Common lies exposed include forgetting to disclose previous claims or unspent convictions when asked
Insurers uncovered 212,000 attempted dishonest motor insurance applications in 2014, up 18% on 2013 and equivalent to just over 4,000 every week, according to research from the ABI.
The ABI said this meant that thousands of motorists were paying a high price by cutting corners when buying motor insurance.
Common lies exposed include forgetting to disclose previous claims or unspent convictions when asked, giving false address or post code for a lower risk area, and parents insuring in their name a vehicle being mainly driven by their son or daughter.
Last year more than 1,500 reports to the Insurance Fraud Bureau’s (IFB) cheatline related to motor insurance application fraud – nearly a quarter of the total calls received.

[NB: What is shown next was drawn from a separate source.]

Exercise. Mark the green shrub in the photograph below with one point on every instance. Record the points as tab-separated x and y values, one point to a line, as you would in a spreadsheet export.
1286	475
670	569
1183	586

The ABI has also warned against ghostbroking scams – advising policyholders to avoid policies sold on social media networking sites, pubs, clubs and newsagents.

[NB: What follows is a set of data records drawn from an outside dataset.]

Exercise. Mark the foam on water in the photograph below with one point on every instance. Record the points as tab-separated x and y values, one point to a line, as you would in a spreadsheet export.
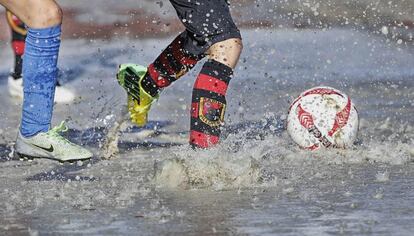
240	162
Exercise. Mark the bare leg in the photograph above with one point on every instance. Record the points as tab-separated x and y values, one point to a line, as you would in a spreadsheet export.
226	52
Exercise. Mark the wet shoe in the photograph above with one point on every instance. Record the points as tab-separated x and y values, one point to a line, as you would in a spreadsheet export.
15	87
50	145
130	77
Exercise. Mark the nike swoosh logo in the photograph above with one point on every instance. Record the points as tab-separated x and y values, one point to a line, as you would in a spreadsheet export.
50	149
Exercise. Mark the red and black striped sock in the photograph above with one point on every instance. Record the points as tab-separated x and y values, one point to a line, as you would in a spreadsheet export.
169	66
209	104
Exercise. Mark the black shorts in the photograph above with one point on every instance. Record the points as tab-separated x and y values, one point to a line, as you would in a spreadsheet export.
206	21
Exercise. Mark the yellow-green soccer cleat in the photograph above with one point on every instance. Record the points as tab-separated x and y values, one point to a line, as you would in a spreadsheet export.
130	77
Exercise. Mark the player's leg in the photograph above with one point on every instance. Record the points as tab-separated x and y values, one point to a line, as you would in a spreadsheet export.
44	19
15	81
211	31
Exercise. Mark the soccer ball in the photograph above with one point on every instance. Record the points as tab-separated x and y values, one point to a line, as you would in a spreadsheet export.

The IFB is currently dealing with 26 cases of ghost broking fraud.
ABI fraud and financial crime manager Mark Allen said: “Insurers recognise that innocent mistakes and oversights happen. But anyone lying to get cheaper motor insurance, or tempted by cheap insurance offers without first checking that they are genuine, risks driving illegally.
“Industry initiatives, such as the Insurance Fraud Register, My Licence that allows insurers to check for any motoring offences, and the work of the IFB and the Insurance Fraud Enforcement Department (IFED) in tackling ghost brokers are helping to reduce the scope for insurance application fraud.”